You can just as easy make whole 2m backround with this method. It can be drilled later to hide filters/heaters etc...


----------



## Tommi (Oct 11, 2006)

I'll add one more photo, stone inside aquarium. Theres also something happening beside that.


----------



## cholile (Oct 28, 2007)

tommi that just looks great, but the link someone put here is a little confusing.

do you by any chance have a list of materials and detailed (ideally with pictures) step by step directions?
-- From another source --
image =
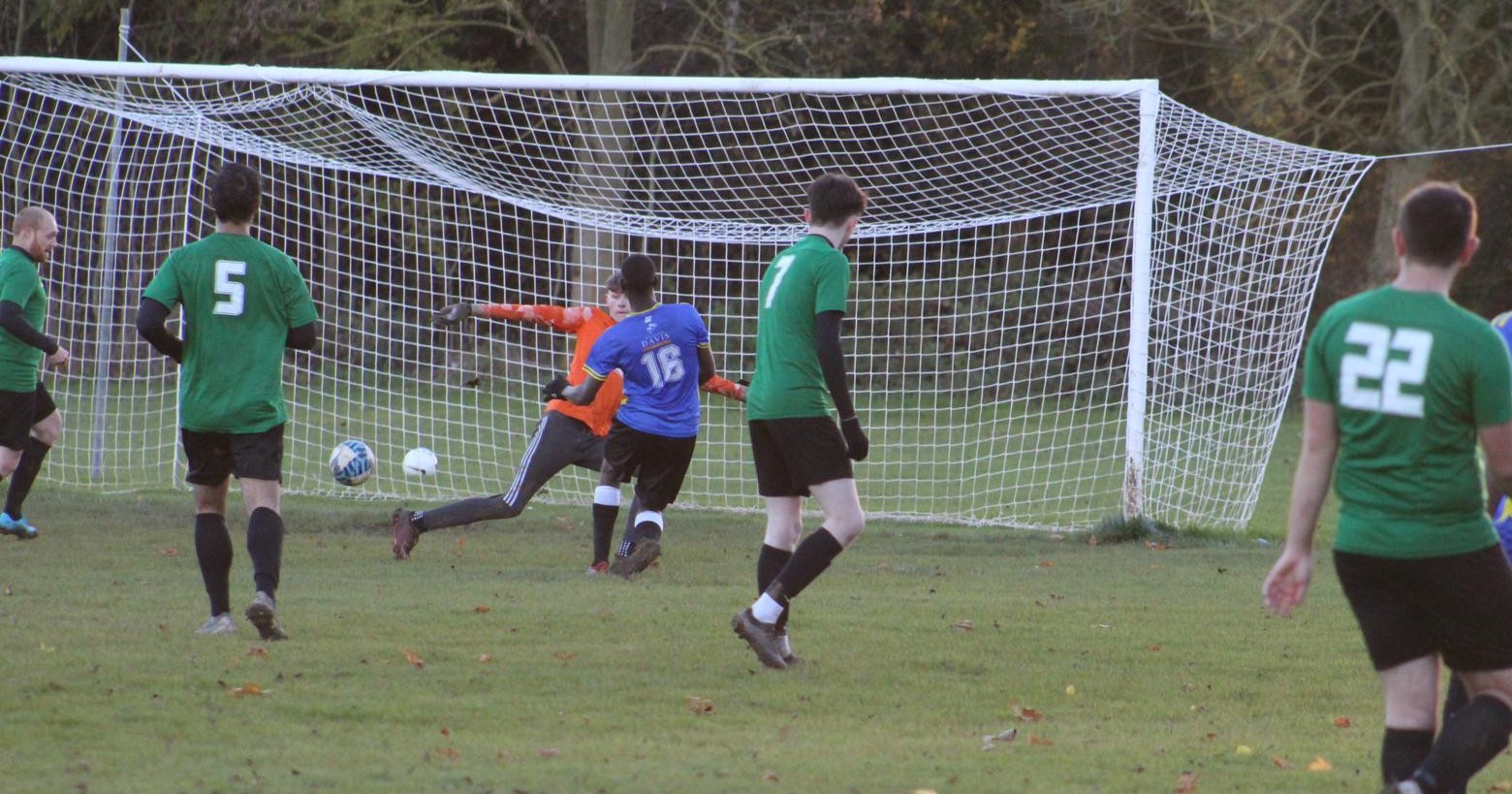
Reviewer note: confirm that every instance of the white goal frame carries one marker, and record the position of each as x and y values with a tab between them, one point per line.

I'd love to give this a try.


----------



## prats (May 12, 2008)

i have checked all the replies and posts on the thread and i have check the procedure link provided by aquanist but no where it is mentioned how to peel what tools are used and if the stone is coated with the leather sticking adhesive on all sides how is it that you can peel without breaking the coat what all materials are used and in what quantity as i have read everyone is using different quantity and material so if anyone can briefly explain the procedure and the tools with all the alternative materials which can be used that would really be awesome as i know many people are looking for this kind of a explaination i have tried the styro BG as well but failed so don't wanna fail on this or my wife would kill me buddies  waiting for all your replies on the same and hoping someone could help us people who have never tried this but surely wanna try


----------



## cevvin (May 2, 2008)

I just watched this video of how to make a mold, then its just onto adding cement or your choice of medium for rocks. But I like the idea of the link with the expanding foam for the stiff mold.


----------



## cevvin (May 2, 2008)

http://www.youtube.com/watch?v=h5ozmmKQ ... re=related

sorry forgot to post the link


----------